Il y a de ces albums que l'on découvre par hasard et qui dès la première écoute deviennent des disques de chevet. Cet album de Oyaarss est clairement de cette trempe, une droite savamment placée dans le foie. Producteur quasi inconnu, Oyaarss n'est pas signé sur un obscur label de Riga mais sur le très respecté label Ad Noiseam. De manière triviale, on pourrait décrire le son d'Oyaarss comme du drone, du noise et du modern classical. Mais cela serait faire peu de cas de la compléxité et du caractère unique de cette pépite. Réduire Oyaarss à un bidouilleur de musique expérimentale serait tout aussi faux et inapproprié.
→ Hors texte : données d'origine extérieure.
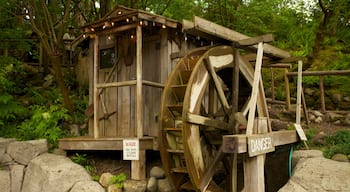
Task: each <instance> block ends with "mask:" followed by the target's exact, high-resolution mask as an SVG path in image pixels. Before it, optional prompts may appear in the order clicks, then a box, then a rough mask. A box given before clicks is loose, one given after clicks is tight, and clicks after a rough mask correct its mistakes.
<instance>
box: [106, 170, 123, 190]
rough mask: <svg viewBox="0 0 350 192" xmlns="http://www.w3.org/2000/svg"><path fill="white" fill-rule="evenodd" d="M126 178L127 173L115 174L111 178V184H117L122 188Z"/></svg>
mask: <svg viewBox="0 0 350 192" xmlns="http://www.w3.org/2000/svg"><path fill="white" fill-rule="evenodd" d="M125 180H126V175H125V173H119V174H118V175H113V176H112V177H111V178H110V179H109V184H110V185H116V186H117V188H118V189H122V188H123V186H124V181H125Z"/></svg>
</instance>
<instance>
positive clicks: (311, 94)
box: [304, 88, 315, 96]
mask: <svg viewBox="0 0 350 192" xmlns="http://www.w3.org/2000/svg"><path fill="white" fill-rule="evenodd" d="M304 92H305V95H310V96H313V95H314V93H315V90H313V89H311V88H305V89H304Z"/></svg>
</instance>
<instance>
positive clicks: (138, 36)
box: [136, 25, 143, 137]
mask: <svg viewBox="0 0 350 192" xmlns="http://www.w3.org/2000/svg"><path fill="white" fill-rule="evenodd" d="M136 126H137V128H136V136H137V137H142V136H143V110H142V27H141V26H139V25H138V26H137V27H136Z"/></svg>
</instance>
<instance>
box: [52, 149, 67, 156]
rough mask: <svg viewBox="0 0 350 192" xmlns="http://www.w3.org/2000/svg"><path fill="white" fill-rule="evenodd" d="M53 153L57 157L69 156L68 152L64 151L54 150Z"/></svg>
mask: <svg viewBox="0 0 350 192" xmlns="http://www.w3.org/2000/svg"><path fill="white" fill-rule="evenodd" d="M52 153H53V154H55V155H62V156H67V152H66V151H65V150H63V149H58V148H57V149H54V150H53V152H52Z"/></svg>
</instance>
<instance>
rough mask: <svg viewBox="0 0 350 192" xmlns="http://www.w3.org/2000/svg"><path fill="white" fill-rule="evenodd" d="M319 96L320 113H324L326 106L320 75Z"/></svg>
mask: <svg viewBox="0 0 350 192" xmlns="http://www.w3.org/2000/svg"><path fill="white" fill-rule="evenodd" d="M320 96H321V98H320V99H321V111H322V112H323V113H324V112H326V104H325V100H324V87H323V76H322V75H320Z"/></svg>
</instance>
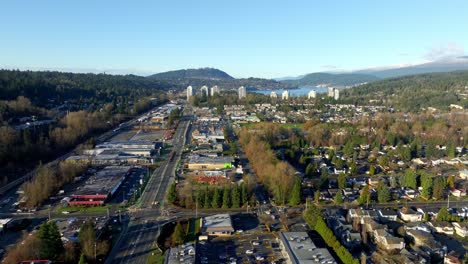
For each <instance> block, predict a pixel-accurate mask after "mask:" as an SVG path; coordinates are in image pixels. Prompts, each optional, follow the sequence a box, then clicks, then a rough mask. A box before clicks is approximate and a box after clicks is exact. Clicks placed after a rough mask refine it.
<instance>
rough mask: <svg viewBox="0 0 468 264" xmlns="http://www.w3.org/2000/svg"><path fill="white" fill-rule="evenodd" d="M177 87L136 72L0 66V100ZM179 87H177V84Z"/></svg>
mask: <svg viewBox="0 0 468 264" xmlns="http://www.w3.org/2000/svg"><path fill="white" fill-rule="evenodd" d="M171 88H175V87H174V85H173V84H170V83H168V82H166V81H162V80H156V79H148V78H145V77H141V76H135V75H108V74H91V73H89V74H82V73H63V72H49V71H17V70H0V100H13V99H16V98H17V97H18V96H25V97H27V98H29V99H30V100H31V101H32V102H33V103H35V104H37V105H44V104H45V103H46V102H47V101H48V100H56V101H57V100H58V101H62V102H63V101H65V100H69V99H76V98H80V97H82V98H95V99H96V100H99V99H100V98H101V97H103V98H104V97H107V98H109V97H110V95H112V96H114V95H116V96H119V95H120V96H126V95H130V94H134V95H139V94H140V95H141V94H143V93H146V94H148V93H151V92H154V91H157V90H168V89H171ZM176 88H177V87H176Z"/></svg>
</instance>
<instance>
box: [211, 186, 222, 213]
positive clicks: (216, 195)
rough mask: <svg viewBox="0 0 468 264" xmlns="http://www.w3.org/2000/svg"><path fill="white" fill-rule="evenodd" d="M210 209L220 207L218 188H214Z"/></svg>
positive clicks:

Le producteur letton nous fait découvrir autre chose: au-delà brutalité primaire du son, une sensibilité se fait jour.

Album au nom imprononçable, Smaida Greizi Nakamiba se décompose en 9 morceaux, tous savamment agencés pour donner une unité et permettre à cette fresque musicale de se déployer. Entre le morceau d'ouverture "Smaida Greizi Nakamiba" d'une violence outrancière, la montée suffocante post-rock/IDM de "Nazabeistis", les sanglots de "Bads esmu esi" et le final sous forme d'apothéose de "Laimigas beigas", c'est toute une palette d'émotions qui est ici déployée. La colère, la tristesse, la déception mais aussi la contemplation s'entremêlent tour à tour pour saper les dernières résistances de l'auditeur.

Smaida Greizi Nakamiba est la mise sous forme sonore du chaos et de la désolation. Ce disque cinématographique offre à l'auditeur une plongée dans les ruines post-apocalyptiques d'une ville. Une tension insoutenable parcourt tout l'album. Insidieusement, l'affect prend le pas sur la simple écoute musicale. L'auditeur devient un simple spectateur et s'abandonne à ces visions de villes détruites. Le monde construit par Oyaarss nous dévoile un univers où l'homme a disparu. Restent des souvenirs, des vestiges et de la souffrance. Toute l'alchimie de Smaida Greizi Nakamiba tient alors dans la capacité à tourner la brutalité et la rugosité des sons en un ensemble sensible et subtil, ce qui, vu la déflagration provoquée à chaque kick, n’était pas gagné.

Oyaarss nous offre avant tout un album qui se vit plus qu'il ne s'écoute, mais c'est bien toute la maîtrise musicale de l'artiste qui permet à cet album de nous faire vivre tant de choses. A chaque moment, la forme sert le fond pour nous offrir un très grand disque.